3.3 I Giudici comunitari configurano la fattispecie sottoposta alla loro valutazione come idonea a “….incidere non su un solo mercato, bensì su due, nella fattispecie quello delle assicurazioni del ramo automobilistico e quello dei servizi di riparazione dei veicoli…” (cfr. punto 42) e ribadiscono inoltre che “…il fatto che in entrambi i casi si tratti di relazioni verticali non esclude … la possibilità che l’accordo in questione ….costituisca una restrizione della concorrenza per oggetto” (cfr. punto 43).

Il collegamento tra i due mercati, nella questione esaminata si realizza per il fatto che “…..i concessionari intervengono nei rapporti con gli assicuratori in una duplice veste, vale a dire quali intermediari o broker, che offrono assicurazioni automobilistiche ai loro clienti in occasione della vendita o della riparazione di

veicoli, e in quanto officine, che riparano veicoli incidentati per conto degli assicuratori” (cfr. punto 40).

Tale collegamento secondo il collegio giudicante “…..può costituire un elemento importante per valutare se tale accordo sia per sua natura dannoso al buon funzionamento del gioco normale della concorrenza…” (cfr. punto 41).

3.4 La sentenza sottolinea ancora che “…anche in assenza di un accordo o di una pratica concordata tra le imprese assicurative…” (cfr. punto 46) resta comunque da verificare se gli accordi verticali autonomamente posti in essere siano in grado – nello specifico contesto economico e giuridico di riferimento – di recare un

pregiudizio anticoncorrenziale ai mercati considerati.

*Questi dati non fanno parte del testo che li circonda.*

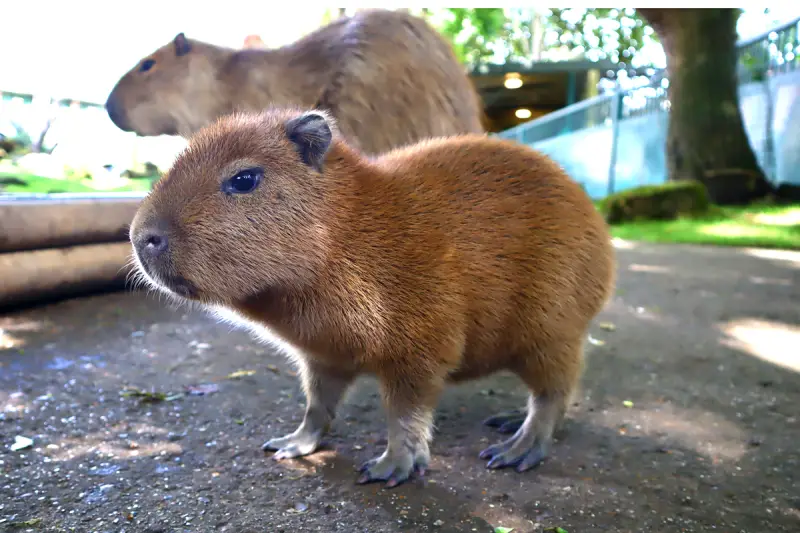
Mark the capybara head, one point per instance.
(242, 210)
(153, 97)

Orbene tutto ciò potrebbe verificarsi nel caso di specie dal momento che la normativa nazionale ungherese sugli intermediari e i broker assicurativi (che, come quella italiana, recepisce la direttiva comunitaria n. 2002/92/CE) esige l’indipendenza di tali ultimi soggetti rispetto alle società di assicurazione. Essi,

infatti, operano per conto della clientela e l’esistenza di una remunerazione per le autoriparazioni eseguite correlata al numero di polizze collocate per conto dell’impresa di assicurazione potrebbe essere potenzialmente lesiva della concorrenza.

3.5 La pronuncia in esame, infine, sembra valutare negativamente la fissazione di un prezzo del costo dell’autoriparazione operato dall’associazione di categoria degli autoriparatori. Tale comportamento viene qualificato come accordo orizzontale potenzialmente anticoncorrenziale “per oggetto”, in quanto idoneo a

produrre una uniformazione delle tariffe orarie per la riparazione dei veicoli.

In ogni caso spetta al giudice nazionale rimettente verificare, nel caso concreto, l’esistenza dei presupposti elencati dalla Corte di giustizia sopra ricordati, prima di procedere ad una valutazione negativa della fattispecie considerata.

4. In conclusione, alla luce di quanto sopra descritto, sembrano potersi trarre le seguenti considerazioni.

La sentenza non sembra assolutamente valutare negativamente gli accordi tra le imprese di assicurazione e le autocarrozzerie.

Ciò che, invece, viene potenzialmente giudicato anticompetitivo è l’influenza che un accordo verticale (concluso a seguito di un accordo orizzontale stipulato, a monte, tra concessionari che siano allo stesso tempo anche intermediari e fornitori di servizi di autoriparazione) può esercitare su un diverso mercato, quello della distribuzione di polizze assicurative, regolamentato da una disciplina del tutto peculiare che ponga alla base l’indipendenza degli intermediari medesimi dalle imprese di assicurazione.

E’ bene ricordare, infine, che tanto l’Autorità garante della concorrenza e dei mercati quanto l’IVASS hanno di recente ribadito l’importanza degli accordi tra imprese e autocarrozzerie al fine di promuovere il risarcimento in forma specifica, limitando la possibilità che si verifichino frodi nel mercato e favorendo al

contempo anche l’utilizzazione massiva di pezzi di ricambio non originali nell’ambito dei servizi di autoriparazione.